Sie ging vor Freeda in die Hocke. Das konnte nicht wahr sein. Sie hatte nichts von einem Anruf mitbekommen.

„Lesen ist ungesund. Das Haus könnte in der Zwischenzeit abbrennen. Verstehst du, was ich damit sagen will?“

„Das Buch ist ...“ Sie schluckte ihre Faszination traurig runter. „Es ist ohnehin bald zu Ende. Und soweit ich weiß, hat Mason noch kein neues herausgebracht. Keine Ahnung, was ich bis dahin tun soll.“

Mason ...?“

„Ja. Mason. Einer der besten Autoren unserer Zeit.“

Sie schob der Kuh einen unerreichbaren Krümel Maissilage hin. Freeda verputzte ihn und ließ ihre Zungenspitze in die Nasenlöcher fahren.

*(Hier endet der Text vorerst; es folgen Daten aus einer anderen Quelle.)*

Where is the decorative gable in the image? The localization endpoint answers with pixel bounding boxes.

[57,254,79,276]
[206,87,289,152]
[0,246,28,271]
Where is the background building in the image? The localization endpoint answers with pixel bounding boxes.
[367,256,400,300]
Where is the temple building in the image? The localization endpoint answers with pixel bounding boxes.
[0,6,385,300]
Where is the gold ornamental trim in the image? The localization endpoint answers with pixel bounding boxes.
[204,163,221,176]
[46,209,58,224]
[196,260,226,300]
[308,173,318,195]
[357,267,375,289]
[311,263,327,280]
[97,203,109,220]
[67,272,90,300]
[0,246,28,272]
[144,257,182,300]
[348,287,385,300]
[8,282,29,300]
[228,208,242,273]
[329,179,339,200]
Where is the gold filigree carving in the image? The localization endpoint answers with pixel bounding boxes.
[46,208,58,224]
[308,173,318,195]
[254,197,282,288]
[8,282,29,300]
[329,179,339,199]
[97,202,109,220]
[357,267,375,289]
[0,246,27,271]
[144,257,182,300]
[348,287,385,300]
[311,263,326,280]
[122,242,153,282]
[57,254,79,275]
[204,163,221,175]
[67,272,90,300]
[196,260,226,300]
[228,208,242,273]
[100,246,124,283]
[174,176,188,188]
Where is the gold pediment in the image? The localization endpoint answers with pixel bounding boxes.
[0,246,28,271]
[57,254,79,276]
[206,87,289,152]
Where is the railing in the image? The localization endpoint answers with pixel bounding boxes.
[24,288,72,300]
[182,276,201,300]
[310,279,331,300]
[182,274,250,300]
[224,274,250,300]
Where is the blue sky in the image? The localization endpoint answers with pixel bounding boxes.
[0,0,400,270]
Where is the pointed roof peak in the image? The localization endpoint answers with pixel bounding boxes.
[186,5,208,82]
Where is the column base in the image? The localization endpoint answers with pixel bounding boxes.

„Ich soll dir also was mitbringen? Schreib mir eine Liste.“

Logan hob den Kopf und schaute, als hätte sie ihn beleidigt. „Ich brauche Reis, Mehl, Räucherlachs, Zucker, Rasierschaum, ...“

„Schreib es auf, okay?“ Lisanne erhob sich und klopfte sich das Stroh aus den Kleidern. „Du hast ja selbst bemerkt, wie es um meine Aufmerksamkeit und mein Gedächtnis steht.“

Sie lief in ihr Zimmer, flocht sich die Haare zu einem Zopf, schlüpfte in einen blumigen Sommerrock und ein weißes Shirt und freute sich auf Jill und das Antiquariat. Logan war ein komischer Kauz, ziemlich unfreundlich und schwer einzuschätzen. Das lag entweder daran, dass Lisanne mit lebendigen Männern nichts anfangen konnte, oder daran, dass er so emotionsresistent war, wie Breda gesagt hatte. Sie warf einen Blick in ihre Geldbörse, nur für den Fall, dass es in dem Buchladen einen Mason gab, den sie noch nicht kannte. Dann wählte sie Tante Maggies Nummer, um ihr zum Geburtstag zu gratulieren. Als sie zurück in die Küche kam, wartete Logan bereits in der Tür. Stallluft strömte unaufhaltsam ins Haus hinein.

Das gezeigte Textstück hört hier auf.